Facing Triggers and Fear Head-On

brave

As a survivor of severe childhood trauma, one lesson I have learned in therapy is to face my triggers and fears, and to not avoid them. Doing so is sometimes painful, and I’m always full of apprehension, but the power I gain for myself is enormous!

Triggers are Perceived Dangers

Triggers are things my senses detect that remind me of something traumatic that someone in my past did to me when I was a child. When I say senses, I mean a sight, smell, sound or a touch that sets off alarm bells in my brain and cause me to feel panic. When I first began traveling down the road less taken, there were literally hundreds of triggers just waiting to send me off into a panicked and dissociated state.

I have overcome many triggers by not allowing myself to run, but by forcing myself to experience the trigger. This gives me the opportunity to see, after the initial fear response has passed, that there is nothing harmful going on in the present. I am taking the power back from those who harmed me, and allowing myself to empower myself to see that trigger for what it is, a day, a place, a person, a smell, nothing more and nothing less.

The Human Brain is Hardwired to Flee

The fear response humans have when triggered is something we have a hard time controlling. The reason for this, is that part of our primitive brain, the amygdala, only knows to respond to certain stimuli. It cannot distinguish between something that MIGHT dangerous now from something WAS dangerous in the past. It is activated long before the reasoning part of our brain receives the triggering information, and readies us to fight, flight or freeze. We automatically prepare ourselves to run away by our amygdala sending signals to our bodies that revs up our blood pressure, sugar levels, and fills us with adrenalin, things are very uncomfortable when there is nothing in the now to run from.

How do we defeat our brain from sending us into a panic every time we experience a trigger? It is not easy, nor is it comfortable. We must allow ourselves to face the trigger using all the grounding techniques we can muster. Staying in the present is an important part of defeating our amygdala’s fear response. In this way, we can retrain it and teach our brain that those things happened long ago, and although we can remember what happened when triggered, we need not respond in fear.

Living in Past Fear Robs Us

I know what I am saying is hard. I must practice this all the time myself.

Living in the past is NOT an option if one wishes to move on into the future as a happy and well-adjusted adult.

The next time your amygdala tells you there is danger and begins to react, try using grounding techniques to help you calm down.

There are Grounding Techniques to Use When You are Triggered

Then you will see that remembering what happened when triggered is okay, but responding in fear to something that is no longer happening is no longer an option.

Here are a few grounding techniques that I have used successfully:

Tell yourself that you are having a flashback and are safe now.

Breathe deeply and slowly and count your breaths.

Say or think to yourself:

“My name is _________. I am safe right now.

I am _____ years old.

I am currently at _____________.

The date is _____________.

 

Say out loud to yourself, “Everything is going to be alright.”

Describe out loud to yourself your surroundings in detail, including sights (objects, textures, shapes, colors), sounds, smells, and temperature.

Feel the weight of your body in your chair or on the floor and the weight of your clothing on your skin.

Touch and hold objects around you. Compare the feel, weight, temperature, textures, colors, and materials.

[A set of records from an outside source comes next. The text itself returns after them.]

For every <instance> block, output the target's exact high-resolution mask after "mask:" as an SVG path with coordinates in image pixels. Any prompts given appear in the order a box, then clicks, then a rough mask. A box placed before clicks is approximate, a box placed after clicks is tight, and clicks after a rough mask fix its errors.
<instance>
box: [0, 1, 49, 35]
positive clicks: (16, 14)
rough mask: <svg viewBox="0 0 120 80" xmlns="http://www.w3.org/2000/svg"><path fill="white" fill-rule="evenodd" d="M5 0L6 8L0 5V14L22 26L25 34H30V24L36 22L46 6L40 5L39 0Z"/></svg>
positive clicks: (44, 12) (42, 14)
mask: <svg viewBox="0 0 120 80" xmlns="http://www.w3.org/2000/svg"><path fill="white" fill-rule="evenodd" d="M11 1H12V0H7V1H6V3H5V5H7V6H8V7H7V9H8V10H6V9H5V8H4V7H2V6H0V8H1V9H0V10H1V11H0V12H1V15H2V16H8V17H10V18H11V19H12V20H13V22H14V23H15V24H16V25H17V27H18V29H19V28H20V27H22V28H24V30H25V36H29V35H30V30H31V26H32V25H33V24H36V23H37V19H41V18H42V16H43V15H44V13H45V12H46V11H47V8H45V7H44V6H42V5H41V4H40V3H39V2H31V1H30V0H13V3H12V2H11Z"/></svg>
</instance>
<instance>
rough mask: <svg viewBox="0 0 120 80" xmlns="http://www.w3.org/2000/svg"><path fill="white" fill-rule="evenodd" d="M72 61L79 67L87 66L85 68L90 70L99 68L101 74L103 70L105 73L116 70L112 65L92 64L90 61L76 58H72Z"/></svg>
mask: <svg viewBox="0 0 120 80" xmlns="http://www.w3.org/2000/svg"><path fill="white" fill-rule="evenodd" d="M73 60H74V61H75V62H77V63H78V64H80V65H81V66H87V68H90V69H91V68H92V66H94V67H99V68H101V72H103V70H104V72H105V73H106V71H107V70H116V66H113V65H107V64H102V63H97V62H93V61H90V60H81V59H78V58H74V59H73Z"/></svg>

Place a cool wash cloth on your face or hold something cold like a can of soda or an ice cube.

Rub your palms and clap your hands or wiggle your toes within your socks.

Stretch out your arms or legs, roll your head on your neck, or clench and unclench your fists.

Squeeze a pillow, stuffed animal, or ball.

If you have a soft pet (dog or cat), brush its fur and stroke it.

Brush your hair slowly and without pulling too much.

As you can see, these techniques are ways to reorient yourself to time and place.

Facing Triggers and Fears Head-On Will Defeat Them

Facing triggers and fears head-on is the only way to conquer them. Like most things in recovery from childhood trauma, you cannot go around, under, or even over the things that haunt you from the past, the only way out of the trap laid for us as children by those who traumatized us is to go through the pain to emerge victorious in the present.

*It may interest my readers to note that the following quote, where “the only way out is through” originated, was also the author of “The Road Less Taken”.*

“By good rights I ought not to have so much
Put on me, but there seems no other way.
Len says one steady pull more ought to do it.
He says the best way out is always through.
And I agree to that, or in so far
As that I can see no way out but through —
Leastways for me — and then they’ll be convinced.”

Robert Lee Frost

Excerpt from the poem “A Servant to Servants”.